You are given two tables:
advertisers
-
advertiser_id
BIGINT
-
advertiser_type
VARCHAR — examples:
smb
,
enterprise
,
agency
,
internal
-
status
VARCHAR
ad_spend_daily
-
spend_date
DATE — UTC calendar date
-
advertiser_id
BIGINT
-
campaign_id
BIGINT
-
ad_id
BIGINT
-
creation_source
VARCHAR — examples:
manual
,
bulk_upload
,
ai_assisted
-
spend_usd
DECIMAL(18,2)
ad_spend_daily.advertiser_id joins to advertisers.advertiser_id.
Assumptions:
-
Use UTC year boundaries.
-
"Last year" means
2023-01-01
through
2023-12-31
.
-
"This year" means
2024-01-01
through
2024-12-31
.
-
spend_usd
is the amount spent on that day.
-
If
advertiser_type
is
NULL
, keep the advertiser unless it is explicitly excluded.
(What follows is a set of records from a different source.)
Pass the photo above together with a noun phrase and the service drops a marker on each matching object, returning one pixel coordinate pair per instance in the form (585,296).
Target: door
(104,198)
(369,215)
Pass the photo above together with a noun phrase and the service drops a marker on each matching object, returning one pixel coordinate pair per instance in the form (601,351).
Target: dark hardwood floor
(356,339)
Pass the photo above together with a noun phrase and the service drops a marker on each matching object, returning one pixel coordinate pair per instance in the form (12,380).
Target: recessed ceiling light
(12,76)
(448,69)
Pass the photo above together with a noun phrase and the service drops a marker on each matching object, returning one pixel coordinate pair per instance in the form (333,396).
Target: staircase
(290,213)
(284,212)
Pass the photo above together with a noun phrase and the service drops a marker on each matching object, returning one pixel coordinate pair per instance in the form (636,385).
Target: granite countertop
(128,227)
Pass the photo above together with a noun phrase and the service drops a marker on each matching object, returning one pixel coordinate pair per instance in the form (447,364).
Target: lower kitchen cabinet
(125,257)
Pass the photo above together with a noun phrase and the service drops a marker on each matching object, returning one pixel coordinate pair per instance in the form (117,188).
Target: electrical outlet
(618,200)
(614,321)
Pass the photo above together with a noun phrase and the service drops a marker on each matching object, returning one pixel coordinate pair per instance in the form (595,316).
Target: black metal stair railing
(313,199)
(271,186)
Write SQL for the following tasks:
-
Identify the cohort of advertisers whose total spend in 2023 was greater than 1000 USD. For that cohort, compute the share of total 2024 platform spend contributed by the cohort. Return one row with these columns:
-
cohort_2024_spend_usd
-
platform_2024_spend_usd
-
cohort_2024_spend_share
-
Build a monthly source-level spend view to investigate whether growth in one ad creation source could be explained by decline in another source. Exclude a supplied list of advertiser types such as
('agency', 'internal')
. Return these columns for each month and source:
-
month_start
-
creation_source
-
spend_usd
-
spend_share_in_month
-
distinct_advertisers
The goal of the second query is to support an analysis of whether one source's growth may be offset by another source's decline after filtering out advertiser categories that should not be included.